I quit drinking in August 1986, shortly before my 33rd birthday. I was drinking pretty heavily in that period of my life, although never every day. But, it was becoming a problem. One morning I woke up with a slight hangover, having not imbibed overmuch the prior evening. Laying there, I thought about the bar I had visited, and how I almost did a really stupid thing. Rare good judgment prevented a disaster.
Then, I heard a very distinct voice speak to me. It was not my usual inner voice that said things like, "I am going to find that guy who scratched my car and kill him!" No. This voice came from without, and was very soft and gentle, like that of a young woman or perhaps a child. Whichever it was, the voice
clearly said, "The party is over, Jim. The party is over." That was the whole message, and I knew what it meant. I resolved to quit drinking that day.
A few weeks later, I began doubting my experience, and tried to drink again. I had two beers, then stopped. I realized that something dramatic had occurred, and I simply had lost the desire. It never returned.
Friends were amazed at my decision to quit drinking, and offered their congratulations. I accepted, but perhaps under false pretenses, because I have never been particularly proud for having quit. I cannot really accept responsibility for the decision, because I don't believe it was mine. As gentle as the voice was, it brooked no dissent. I wasn't being asked.
Of course, I have wondered since if I actually heard anything that morning, or whether it was simply a figment of my imagination. It may well have been. All I can say for sure is that it was one of the realest experiences I have ever had, and that it resulted in a most profound change in my life. For that I am grateful.

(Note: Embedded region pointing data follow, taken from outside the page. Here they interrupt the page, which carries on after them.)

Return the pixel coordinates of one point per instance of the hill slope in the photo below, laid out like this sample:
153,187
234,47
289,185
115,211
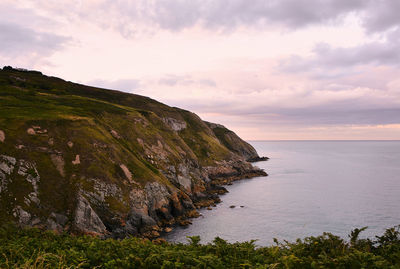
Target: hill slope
91,160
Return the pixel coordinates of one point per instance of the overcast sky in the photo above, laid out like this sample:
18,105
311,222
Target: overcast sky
267,69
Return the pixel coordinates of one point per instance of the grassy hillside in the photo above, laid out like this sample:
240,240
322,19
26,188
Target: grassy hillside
79,158
33,248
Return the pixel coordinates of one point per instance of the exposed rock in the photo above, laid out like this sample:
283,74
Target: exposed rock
177,163
176,125
86,218
56,222
21,215
31,131
257,159
126,171
115,134
58,162
77,160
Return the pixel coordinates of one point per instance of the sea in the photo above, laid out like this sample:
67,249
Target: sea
312,187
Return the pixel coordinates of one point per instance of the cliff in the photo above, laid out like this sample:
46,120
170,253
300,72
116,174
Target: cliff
88,160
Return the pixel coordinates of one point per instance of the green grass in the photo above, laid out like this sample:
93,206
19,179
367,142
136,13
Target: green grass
32,248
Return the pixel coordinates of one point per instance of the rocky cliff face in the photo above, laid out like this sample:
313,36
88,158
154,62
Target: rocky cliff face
97,161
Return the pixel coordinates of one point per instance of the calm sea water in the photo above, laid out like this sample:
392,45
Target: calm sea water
312,187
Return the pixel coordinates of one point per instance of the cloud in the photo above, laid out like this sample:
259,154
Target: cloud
120,84
185,80
336,62
225,15
17,41
380,16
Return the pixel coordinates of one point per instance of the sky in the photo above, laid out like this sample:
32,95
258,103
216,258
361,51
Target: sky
267,69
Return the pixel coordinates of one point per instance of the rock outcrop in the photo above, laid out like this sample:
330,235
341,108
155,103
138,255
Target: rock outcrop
108,163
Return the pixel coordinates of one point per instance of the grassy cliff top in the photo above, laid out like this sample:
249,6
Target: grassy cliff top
33,248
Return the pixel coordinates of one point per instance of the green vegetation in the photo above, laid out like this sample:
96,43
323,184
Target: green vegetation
32,248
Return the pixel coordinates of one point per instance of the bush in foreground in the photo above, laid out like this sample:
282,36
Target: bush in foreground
33,248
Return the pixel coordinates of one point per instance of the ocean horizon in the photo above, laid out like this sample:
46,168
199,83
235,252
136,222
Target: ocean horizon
314,186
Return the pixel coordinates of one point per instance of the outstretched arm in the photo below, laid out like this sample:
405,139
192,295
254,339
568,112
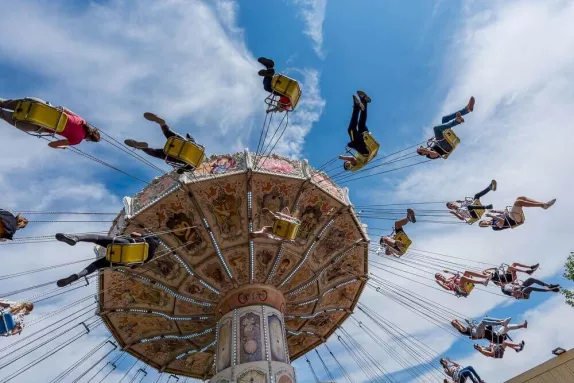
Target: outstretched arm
59,144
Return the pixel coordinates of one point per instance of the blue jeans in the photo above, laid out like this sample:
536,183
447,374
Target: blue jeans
448,122
469,373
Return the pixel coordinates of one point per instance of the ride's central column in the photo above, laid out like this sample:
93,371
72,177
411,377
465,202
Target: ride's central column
251,341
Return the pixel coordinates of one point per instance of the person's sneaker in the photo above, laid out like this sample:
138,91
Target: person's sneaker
66,281
411,215
470,105
69,239
136,144
549,204
266,72
268,63
459,118
363,96
357,103
533,269
154,118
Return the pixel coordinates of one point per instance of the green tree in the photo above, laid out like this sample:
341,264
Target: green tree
569,274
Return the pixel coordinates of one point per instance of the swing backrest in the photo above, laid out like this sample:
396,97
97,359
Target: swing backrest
127,253
43,115
372,145
286,228
452,139
6,322
186,151
478,212
404,239
287,87
508,208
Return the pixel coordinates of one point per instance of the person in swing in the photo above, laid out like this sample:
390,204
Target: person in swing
76,130
503,219
467,211
437,145
357,126
104,241
9,224
284,103
159,153
18,311
392,246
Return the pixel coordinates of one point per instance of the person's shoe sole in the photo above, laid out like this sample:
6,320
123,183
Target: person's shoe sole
136,144
64,238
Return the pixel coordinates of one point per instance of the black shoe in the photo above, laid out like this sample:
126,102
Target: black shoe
411,215
363,96
268,63
69,239
266,72
67,281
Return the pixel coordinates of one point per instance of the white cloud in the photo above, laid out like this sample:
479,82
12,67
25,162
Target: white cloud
313,13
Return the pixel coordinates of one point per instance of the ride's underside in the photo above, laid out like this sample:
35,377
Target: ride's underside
164,312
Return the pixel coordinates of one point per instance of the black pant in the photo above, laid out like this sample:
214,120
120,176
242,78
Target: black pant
527,286
357,126
159,153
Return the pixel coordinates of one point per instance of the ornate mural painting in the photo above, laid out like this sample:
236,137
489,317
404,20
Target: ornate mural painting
250,338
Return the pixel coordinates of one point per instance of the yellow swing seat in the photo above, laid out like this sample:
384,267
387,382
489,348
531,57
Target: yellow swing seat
452,139
508,208
372,146
189,152
127,253
478,212
286,228
403,238
287,87
43,115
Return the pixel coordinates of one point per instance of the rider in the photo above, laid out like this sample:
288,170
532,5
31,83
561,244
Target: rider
284,103
18,310
466,212
104,241
489,328
267,231
457,282
438,145
507,219
9,224
496,351
357,126
524,289
76,130
501,276
458,373
168,133
392,245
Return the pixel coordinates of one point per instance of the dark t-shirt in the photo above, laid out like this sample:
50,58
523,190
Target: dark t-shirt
9,222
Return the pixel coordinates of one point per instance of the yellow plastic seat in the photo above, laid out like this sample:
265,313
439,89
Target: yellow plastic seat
287,87
127,253
286,228
43,115
372,146
508,208
404,239
478,212
189,152
452,139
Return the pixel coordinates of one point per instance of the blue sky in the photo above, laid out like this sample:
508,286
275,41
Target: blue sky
195,64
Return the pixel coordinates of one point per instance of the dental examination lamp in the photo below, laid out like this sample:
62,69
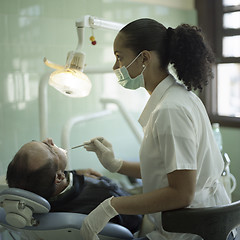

I have been working on giving up my 'need' for information. I am pulled in the direction of the computer to get my fix. I know that to keep up with the information I want to have I could read maybe every two weeks. I may have to make a two week break (or longer) to see what happens and to really know how this addiction is affecting me. So far I have been cutting down, deleting some sources of info, reading less of what comes to my inbox. I have been studying St. Augustine's 'Confessions' which is helpful as he always had a push/pull between outside stuff and inside stuff.